Gabriel Marpa intervient. Il lui demande de l'épargner. Grâce à la méchanceté de cette pauvre femme, il a connu la misère. C'est grâce à la misère qu'il a connu le grand éveil. Péma et lui sont dans une quête qui est située à l'opposé de celles que suivent la plupart des êtres de ce monde. Il faut avant tout apprendre à pardonner. Ces paysans ont raison : il a détruit ce pays en provoquant une catastrophe, en provoquant la grêle et par voie de conséquence la sécheresse. Le temps est venu de réparer les préjudices et non de les châtier. Que cesse la haine ! Gabriel Marpa se tient bien droit, il écarte les bras et il en appelle aux esprits de l'eau, aux esprits du feu. Le vent se lève, les nuages s'amoncellent, les éclairs déchirent le ciel. La pluie se met à tomber abondamment. Les animaux reviennent, les plantes renaissent. Ils arrivent de partout : les moutons, les chèvres, les yacks, tout le bétail disparu. L'orge pousse à vue d'œil. Les paysans sont comblés et ils repartent vers leurs habitations. Péma constate qu'aucun d'eux n'a été capable de remercier Gabriel. Ce dernier demande à Péma de le conduire à sa mère Atma, et il ordonne à Detchéma et Késang de les suivre. Après quelques heures de marche, Gabriel se tient devant le cadavre desséché de sa mère : il ne reste que la peau sur les os.

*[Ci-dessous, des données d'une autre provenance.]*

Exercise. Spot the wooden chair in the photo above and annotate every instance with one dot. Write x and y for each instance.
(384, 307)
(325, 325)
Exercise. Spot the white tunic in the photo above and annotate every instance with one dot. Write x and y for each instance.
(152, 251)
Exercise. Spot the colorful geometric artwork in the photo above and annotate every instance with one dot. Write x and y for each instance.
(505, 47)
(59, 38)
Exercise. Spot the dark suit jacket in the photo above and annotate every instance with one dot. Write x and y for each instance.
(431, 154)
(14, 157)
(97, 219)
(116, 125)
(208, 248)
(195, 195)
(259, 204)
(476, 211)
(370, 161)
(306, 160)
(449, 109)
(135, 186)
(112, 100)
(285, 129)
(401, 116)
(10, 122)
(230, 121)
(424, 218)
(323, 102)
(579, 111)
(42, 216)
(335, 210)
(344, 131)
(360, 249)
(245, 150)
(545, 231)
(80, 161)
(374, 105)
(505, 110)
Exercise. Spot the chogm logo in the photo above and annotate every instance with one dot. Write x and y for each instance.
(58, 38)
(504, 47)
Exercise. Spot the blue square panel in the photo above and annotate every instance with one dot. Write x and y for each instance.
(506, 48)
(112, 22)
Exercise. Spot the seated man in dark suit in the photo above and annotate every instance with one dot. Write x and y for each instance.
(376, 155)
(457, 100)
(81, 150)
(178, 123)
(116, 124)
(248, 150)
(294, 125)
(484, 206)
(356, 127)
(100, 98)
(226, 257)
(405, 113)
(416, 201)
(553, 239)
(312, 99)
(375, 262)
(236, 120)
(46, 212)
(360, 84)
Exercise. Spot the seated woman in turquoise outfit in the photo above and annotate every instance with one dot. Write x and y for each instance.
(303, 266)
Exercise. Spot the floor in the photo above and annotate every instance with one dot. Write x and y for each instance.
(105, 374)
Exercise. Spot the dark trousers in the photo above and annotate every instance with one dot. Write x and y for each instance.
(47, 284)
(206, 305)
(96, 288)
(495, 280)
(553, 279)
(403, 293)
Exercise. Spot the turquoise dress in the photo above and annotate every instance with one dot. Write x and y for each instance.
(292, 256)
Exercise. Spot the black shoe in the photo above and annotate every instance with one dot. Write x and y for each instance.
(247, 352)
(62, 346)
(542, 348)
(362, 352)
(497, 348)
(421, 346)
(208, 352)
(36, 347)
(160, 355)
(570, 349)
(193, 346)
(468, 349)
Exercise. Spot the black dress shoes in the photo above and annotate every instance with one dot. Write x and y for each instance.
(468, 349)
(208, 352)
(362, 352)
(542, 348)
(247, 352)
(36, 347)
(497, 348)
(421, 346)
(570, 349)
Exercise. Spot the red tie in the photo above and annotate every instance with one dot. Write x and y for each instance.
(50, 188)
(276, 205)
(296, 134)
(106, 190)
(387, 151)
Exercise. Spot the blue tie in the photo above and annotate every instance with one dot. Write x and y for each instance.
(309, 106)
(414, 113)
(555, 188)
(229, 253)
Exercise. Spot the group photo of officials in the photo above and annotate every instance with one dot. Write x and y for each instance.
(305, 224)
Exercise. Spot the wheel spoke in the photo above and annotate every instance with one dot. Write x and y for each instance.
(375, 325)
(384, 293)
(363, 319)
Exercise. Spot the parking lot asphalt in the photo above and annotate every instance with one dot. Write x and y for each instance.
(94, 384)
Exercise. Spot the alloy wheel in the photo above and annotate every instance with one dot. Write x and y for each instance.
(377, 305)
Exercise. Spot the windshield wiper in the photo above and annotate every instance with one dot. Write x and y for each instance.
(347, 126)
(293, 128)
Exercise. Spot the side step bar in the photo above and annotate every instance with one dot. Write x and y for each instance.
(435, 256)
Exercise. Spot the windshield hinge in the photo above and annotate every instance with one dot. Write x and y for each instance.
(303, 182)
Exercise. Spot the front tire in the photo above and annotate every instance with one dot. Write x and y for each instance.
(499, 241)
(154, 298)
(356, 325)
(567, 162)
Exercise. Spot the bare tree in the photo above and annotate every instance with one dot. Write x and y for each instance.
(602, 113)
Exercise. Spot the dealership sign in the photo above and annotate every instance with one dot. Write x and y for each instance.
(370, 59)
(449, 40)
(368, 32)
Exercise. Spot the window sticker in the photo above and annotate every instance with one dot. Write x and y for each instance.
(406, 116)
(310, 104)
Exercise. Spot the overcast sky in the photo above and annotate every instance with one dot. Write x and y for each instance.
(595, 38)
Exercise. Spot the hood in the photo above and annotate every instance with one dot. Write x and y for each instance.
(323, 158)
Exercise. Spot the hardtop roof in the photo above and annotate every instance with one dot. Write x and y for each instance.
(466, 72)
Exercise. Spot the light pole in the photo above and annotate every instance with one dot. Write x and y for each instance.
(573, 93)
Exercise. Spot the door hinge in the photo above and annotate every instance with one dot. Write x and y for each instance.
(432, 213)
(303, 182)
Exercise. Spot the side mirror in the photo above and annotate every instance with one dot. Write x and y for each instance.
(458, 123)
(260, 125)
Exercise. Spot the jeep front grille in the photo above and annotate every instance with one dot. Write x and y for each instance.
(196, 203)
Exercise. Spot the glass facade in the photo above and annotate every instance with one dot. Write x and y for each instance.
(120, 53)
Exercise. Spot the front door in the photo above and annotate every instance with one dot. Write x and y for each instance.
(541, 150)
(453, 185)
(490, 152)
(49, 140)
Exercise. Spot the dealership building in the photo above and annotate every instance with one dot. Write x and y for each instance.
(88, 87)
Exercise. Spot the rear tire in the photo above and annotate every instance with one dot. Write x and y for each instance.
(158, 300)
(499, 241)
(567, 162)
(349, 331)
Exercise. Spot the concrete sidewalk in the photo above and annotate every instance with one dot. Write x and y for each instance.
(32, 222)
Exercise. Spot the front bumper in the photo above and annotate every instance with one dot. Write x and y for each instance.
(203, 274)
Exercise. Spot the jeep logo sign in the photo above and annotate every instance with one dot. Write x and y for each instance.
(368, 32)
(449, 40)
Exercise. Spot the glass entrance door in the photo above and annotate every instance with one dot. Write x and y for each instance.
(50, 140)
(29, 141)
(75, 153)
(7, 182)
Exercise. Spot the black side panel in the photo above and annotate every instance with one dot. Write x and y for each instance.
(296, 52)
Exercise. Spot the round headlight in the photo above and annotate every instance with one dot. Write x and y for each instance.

Gabriel Marpa est en pleine possession de ses pouvoirs, sa gloire étant révélée, dans un état de plein Éveil. Que lui reste-t-il à accomplir ? Il lui reste à revenir dans le monde matériel, et à prendre sa place dans la société civile. Il est venu le temps des hauts faits et des miracles. Il renoue avec les paysans qu'il avait maltraités, à nouveau pas dans une approche de culpabilité catholique, mais avec une reconnaissance de son acte criminel qui les a plongés dans la misère. Il ne fait pas pénitence, ou acte de d'expiation : Gabriel Marpa vient faire amende honorable et réparer ses torts, comme un individu responsable mettant à profit ses capacités extraordinaires. Il ne demande pas pardon à un dieu, mais vient en aide à son prochain. Son attitude capte l'attention du lecteur, encore sous le coup de l'acte barbare qu'il a commis dans le tome précédent : la suite de son comportement n'est pas celui d'un croyant catholique repenti. De ce point de vue, le scénariste reste dans une culture bouddhique avec le principe que les mauvaises actions ne peuvent pas être effacées (elles doivent être équilibrées par une quantité équivalente d'actions bonnes et utiles). L'individu observe les règles morales et religieuses de bonne conduite pour se libérer du cycle des réincarnations. La réalité matérielle n'est qu'illusions. L'homme saint ne recourt jamais à la violence, et faire du mal aux autres est faire du mal à soi-même, du fait de l'interdépendance universelle entre les êtres vivants. Ainsi, si les religions du Livre et la religion bouddhique partagent des valeurs morales communes, le lecteur ressent bien que l'usage des mots Saint, Miracle dans le contexte de cette histoire prend un sens différent car la culture est différente. En fonction de sa sensibilité, le lecteur peut estimer que la notion de pardon fait plus sens dans le contexte du bouddhisme, avec l'exemple du sort que Gabriel Marpa réserve à Tsöndu, celui qui a tué ses parents. Quelques pages auparavant, parlant de lui, un moine déclare qu'un criminel repenti est plus utile qu'un pêcheur mort. Ici ce sont les êtres humains qui pardonnent, et pas Dieu.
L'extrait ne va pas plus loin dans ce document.